Santiago Sierra, WORLD’S LARGEST GRAFFITI, Smara Refugee Camp, Algeria. October, 2012, C-print, 240 x 450 cm. Courtesy Prometeo Gallery Ida Pisani, Milano | Lucca
A Milano negli spazi della Prometeo Gallery di Ida Pisani inaugura oggi, 14 settembre, “PAROLE”, il nuovo solo show di Santiago Sierra (Madrid, 1966), «con cui negli anni la galleria ha avviato una collaborazione di lungo corso».
«A distanza di cinque anni dall’ultimo progetto espositivo dell’artista spagnolo negli spazi di Prometeo, “L’ABBEVERATOIO” (2016), la galleria ha ideato insieme a Sierra un focus storico – dal 2002 in avanti -, che riunisce opere in cui sono visibili le sue parole chiave. Kapitalism, Future, Klassenkampf, S.O.S., Sumisión, e soprattutto il NO di Sierra -protagonista di un tour globale -, sono alcuni dei lemmi, in varie lingue, che hanno segnato la carriera e le opere di un artista radicalmente schierato nella difesa della dignità dell’uomo e del lavoro», ha spiegato la galleria.
«La forza delle parole, ha una sua materialità, un suo peso, e contribuisce a rendere consapevoli della propria condizione e della propria lotta. Come annota Luis Navarro nel suo testo a corredo della mostra: «Si dice spesso che “un’immagine vale più di mille parole”. L’immagine si percepisce a colpo d’occhio, è facile da ricordare, ha una maggiore forza emotiva, suscita interpretazioni diverse e va oltre linguaggi diversi.

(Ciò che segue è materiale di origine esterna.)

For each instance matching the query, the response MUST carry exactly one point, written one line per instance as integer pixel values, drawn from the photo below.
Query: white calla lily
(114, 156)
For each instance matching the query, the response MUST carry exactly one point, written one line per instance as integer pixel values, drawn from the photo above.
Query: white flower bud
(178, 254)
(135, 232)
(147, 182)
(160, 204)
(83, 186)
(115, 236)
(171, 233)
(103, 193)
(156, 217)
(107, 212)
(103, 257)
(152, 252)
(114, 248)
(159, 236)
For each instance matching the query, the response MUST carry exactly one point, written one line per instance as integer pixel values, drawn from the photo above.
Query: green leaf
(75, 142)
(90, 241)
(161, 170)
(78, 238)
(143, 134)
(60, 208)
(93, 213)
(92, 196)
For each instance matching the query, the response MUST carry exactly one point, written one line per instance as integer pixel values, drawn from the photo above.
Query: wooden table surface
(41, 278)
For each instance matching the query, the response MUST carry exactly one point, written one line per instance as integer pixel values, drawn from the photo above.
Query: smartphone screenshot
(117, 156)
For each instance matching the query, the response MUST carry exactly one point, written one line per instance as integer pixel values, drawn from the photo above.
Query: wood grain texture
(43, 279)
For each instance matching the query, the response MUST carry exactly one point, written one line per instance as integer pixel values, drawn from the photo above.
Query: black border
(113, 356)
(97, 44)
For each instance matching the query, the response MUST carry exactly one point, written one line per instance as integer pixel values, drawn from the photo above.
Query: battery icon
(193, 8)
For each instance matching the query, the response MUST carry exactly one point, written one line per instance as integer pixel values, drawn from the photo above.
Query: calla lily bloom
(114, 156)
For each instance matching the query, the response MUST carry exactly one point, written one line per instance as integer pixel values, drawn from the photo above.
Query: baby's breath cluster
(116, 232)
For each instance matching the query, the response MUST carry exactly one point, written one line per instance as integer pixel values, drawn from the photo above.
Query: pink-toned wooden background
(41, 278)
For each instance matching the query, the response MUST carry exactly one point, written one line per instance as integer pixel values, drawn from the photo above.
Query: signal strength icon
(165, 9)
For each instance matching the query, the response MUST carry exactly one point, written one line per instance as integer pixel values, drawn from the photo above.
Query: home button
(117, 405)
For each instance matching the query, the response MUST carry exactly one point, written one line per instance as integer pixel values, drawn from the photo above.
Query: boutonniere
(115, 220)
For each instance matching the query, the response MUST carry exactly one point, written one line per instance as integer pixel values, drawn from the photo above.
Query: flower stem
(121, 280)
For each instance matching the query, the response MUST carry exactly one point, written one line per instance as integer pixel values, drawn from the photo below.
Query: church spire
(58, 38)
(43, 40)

A differenza di molti artisti concettuali, il cui lavoro è sostenuto da contorte manovre testuali, Santiago Sierra ha sempre resistito a spiegare le sue opere, costruite sui presupposti del minimalismo, preferendo che mostrassero il loro significato, al di là anche dei loro titoli ironici, nell’incontro con lo sguardo dello spettatore», ha proseguito la galleria.

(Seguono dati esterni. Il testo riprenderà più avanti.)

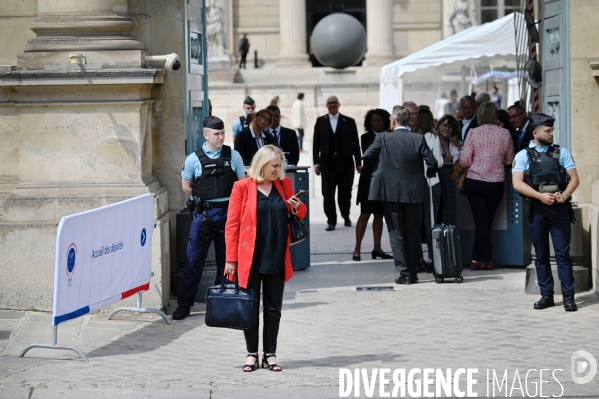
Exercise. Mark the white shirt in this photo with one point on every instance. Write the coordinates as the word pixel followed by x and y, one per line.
pixel 278 136
pixel 298 115
pixel 467 123
pixel 260 141
pixel 334 119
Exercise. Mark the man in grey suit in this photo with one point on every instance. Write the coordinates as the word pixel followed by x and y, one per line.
pixel 399 181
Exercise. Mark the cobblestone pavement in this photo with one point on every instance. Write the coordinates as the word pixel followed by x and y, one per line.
pixel 485 323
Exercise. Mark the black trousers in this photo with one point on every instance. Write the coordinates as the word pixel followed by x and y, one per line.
pixel 554 221
pixel 273 285
pixel 300 138
pixel 484 198
pixel 336 172
pixel 403 224
pixel 426 218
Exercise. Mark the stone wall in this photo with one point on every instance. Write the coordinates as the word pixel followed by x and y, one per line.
pixel 15 19
pixel 78 137
pixel 585 121
pixel 159 28
pixel 260 20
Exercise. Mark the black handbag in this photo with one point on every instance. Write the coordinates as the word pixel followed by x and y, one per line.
pixel 299 231
pixel 228 306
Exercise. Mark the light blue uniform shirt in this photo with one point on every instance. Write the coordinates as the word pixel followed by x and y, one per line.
pixel 193 166
pixel 237 127
pixel 521 162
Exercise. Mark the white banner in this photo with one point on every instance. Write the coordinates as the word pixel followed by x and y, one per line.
pixel 102 256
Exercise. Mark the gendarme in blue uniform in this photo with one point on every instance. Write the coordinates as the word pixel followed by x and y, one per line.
pixel 545 220
pixel 216 210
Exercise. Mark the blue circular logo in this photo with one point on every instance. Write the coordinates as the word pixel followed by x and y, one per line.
pixel 71 257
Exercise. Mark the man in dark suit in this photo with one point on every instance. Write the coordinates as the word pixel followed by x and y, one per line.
pixel 335 143
pixel 251 139
pixel 285 139
pixel 399 182
pixel 524 129
pixel 468 107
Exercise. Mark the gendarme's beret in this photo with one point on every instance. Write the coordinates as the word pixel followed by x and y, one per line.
pixel 540 119
pixel 212 122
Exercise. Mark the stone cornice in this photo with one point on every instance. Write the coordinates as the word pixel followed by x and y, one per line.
pixel 81 31
pixel 38 77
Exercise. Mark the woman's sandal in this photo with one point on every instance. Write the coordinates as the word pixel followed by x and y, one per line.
pixel 272 366
pixel 248 368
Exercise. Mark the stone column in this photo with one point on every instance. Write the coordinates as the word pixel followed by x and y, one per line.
pixel 84 139
pixel 292 31
pixel 379 29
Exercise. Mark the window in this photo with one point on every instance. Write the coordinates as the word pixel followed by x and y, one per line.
pixel 490 10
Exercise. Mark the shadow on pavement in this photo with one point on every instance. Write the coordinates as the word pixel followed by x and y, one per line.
pixel 342 361
pixel 149 337
pixel 302 305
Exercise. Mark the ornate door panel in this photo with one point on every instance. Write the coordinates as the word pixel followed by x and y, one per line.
pixel 196 88
pixel 556 67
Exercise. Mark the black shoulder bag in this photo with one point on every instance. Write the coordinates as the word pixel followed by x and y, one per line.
pixel 299 231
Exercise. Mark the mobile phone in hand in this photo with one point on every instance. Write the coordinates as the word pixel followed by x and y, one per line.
pixel 301 194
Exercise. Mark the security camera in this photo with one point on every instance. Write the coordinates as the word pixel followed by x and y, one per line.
pixel 171 61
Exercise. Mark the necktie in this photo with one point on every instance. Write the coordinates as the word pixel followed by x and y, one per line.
pixel 520 137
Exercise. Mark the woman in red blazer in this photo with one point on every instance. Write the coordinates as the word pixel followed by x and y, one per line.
pixel 257 237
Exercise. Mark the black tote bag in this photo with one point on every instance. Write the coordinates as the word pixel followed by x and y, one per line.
pixel 228 306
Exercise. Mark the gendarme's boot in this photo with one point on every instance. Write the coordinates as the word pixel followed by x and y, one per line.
pixel 569 304
pixel 545 302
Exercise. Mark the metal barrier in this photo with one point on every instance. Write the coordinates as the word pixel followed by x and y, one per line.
pixel 509 234
pixel 300 180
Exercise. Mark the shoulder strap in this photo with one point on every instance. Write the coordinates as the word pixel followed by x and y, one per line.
pixel 201 155
pixel 533 154
pixel 285 195
pixel 226 153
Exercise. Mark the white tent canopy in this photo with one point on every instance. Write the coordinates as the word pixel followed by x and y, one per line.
pixel 491 45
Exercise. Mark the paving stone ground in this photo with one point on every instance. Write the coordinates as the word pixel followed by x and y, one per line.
pixel 485 323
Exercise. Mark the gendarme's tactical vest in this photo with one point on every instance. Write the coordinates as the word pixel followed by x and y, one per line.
pixel 217 176
pixel 544 169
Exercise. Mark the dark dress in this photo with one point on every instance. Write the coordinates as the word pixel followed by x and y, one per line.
pixel 271 234
pixel 369 165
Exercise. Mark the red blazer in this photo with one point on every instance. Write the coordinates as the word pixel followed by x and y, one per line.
pixel 240 230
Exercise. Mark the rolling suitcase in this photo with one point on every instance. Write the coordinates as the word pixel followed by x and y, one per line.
pixel 447 256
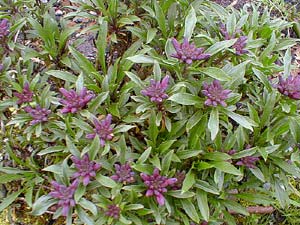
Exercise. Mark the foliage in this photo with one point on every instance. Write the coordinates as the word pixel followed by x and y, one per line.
pixel 180 100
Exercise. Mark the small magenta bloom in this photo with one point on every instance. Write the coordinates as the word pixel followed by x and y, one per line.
pixel 25 96
pixel 290 87
pixel 157 185
pixel 156 90
pixel 187 52
pixel 38 114
pixel 86 169
pixel 124 174
pixel 240 44
pixel 248 161
pixel 4 28
pixel 74 102
pixel 180 176
pixel 215 94
pixel 103 129
pixel 113 211
pixel 65 195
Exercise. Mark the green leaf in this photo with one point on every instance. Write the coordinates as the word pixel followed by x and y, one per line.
pixel 141 59
pixel 166 162
pixel 179 194
pixel 190 210
pixel 144 156
pixel 9 199
pixel 86 204
pixel 215 73
pixel 66 76
pixel 242 120
pixel 83 216
pixel 237 208
pixel 213 123
pixel 106 181
pixel 123 128
pixel 203 204
pixel 185 99
pixel 188 182
pixel 226 167
pixel 41 205
pixel 151 34
pixel 190 23
pixel 220 46
pixel 205 186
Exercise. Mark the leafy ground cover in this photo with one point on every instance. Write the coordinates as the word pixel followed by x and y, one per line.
pixel 149 112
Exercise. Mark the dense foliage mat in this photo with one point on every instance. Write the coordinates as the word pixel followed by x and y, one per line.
pixel 147 112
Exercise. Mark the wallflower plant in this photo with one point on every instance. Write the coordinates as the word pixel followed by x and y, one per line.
pixel 130 125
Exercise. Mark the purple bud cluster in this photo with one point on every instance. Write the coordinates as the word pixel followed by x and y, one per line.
pixel 38 114
pixel 73 101
pixel 215 94
pixel 113 211
pixel 103 129
pixel 248 161
pixel 86 169
pixel 156 90
pixel 124 174
pixel 25 96
pixel 65 195
pixel 157 185
pixel 4 28
pixel 187 52
pixel 290 86
pixel 240 43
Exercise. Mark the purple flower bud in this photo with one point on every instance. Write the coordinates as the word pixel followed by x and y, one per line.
pixel 290 87
pixel 124 174
pixel 86 169
pixel 38 114
pixel 113 211
pixel 215 94
pixel 25 96
pixel 180 176
pixel 65 195
pixel 231 152
pixel 4 28
pixel 74 102
pixel 224 32
pixel 103 129
pixel 240 44
pixel 157 185
pixel 188 52
pixel 156 90
pixel 248 161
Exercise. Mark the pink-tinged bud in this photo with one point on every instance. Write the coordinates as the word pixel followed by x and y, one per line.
pixel 38 114
pixel 4 28
pixel 188 52
pixel 25 96
pixel 86 169
pixel 240 44
pixel 74 102
pixel 290 87
pixel 215 94
pixel 248 161
pixel 113 211
pixel 156 90
pixel 103 129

«Le parole di Sierra diventano potenti come e più dell’immagine che ne raffigura la materializzazione, in legno, metallo, sabbia scavata o intessute sulle pettorine dei cani randagi ad Atene. «Molte delle opere di Sierra – ha scritto Navarro- rompono questi confini definiti, imprimendo il potere dell’immagine sulla parola o coinvolgendola in diversi tipi di azione. Ci mostra così che le parole sono cose tra le cose: hanno una loro materialità, producono e subiscono esse stesse effetti ed eventi. Ci mostra anche che le parole hanno un grande potere nascosto, poiché modellano il mondo come lo conosciamo agendo sulla coscienza. E ci mostra soprattutto che, nella loro plasticità, le parole sono armi in quella che oggi è stata codificata come “guerra culturale”, consistente nell’appropriazione di segni e referenti e nella loro manipolazione interessata».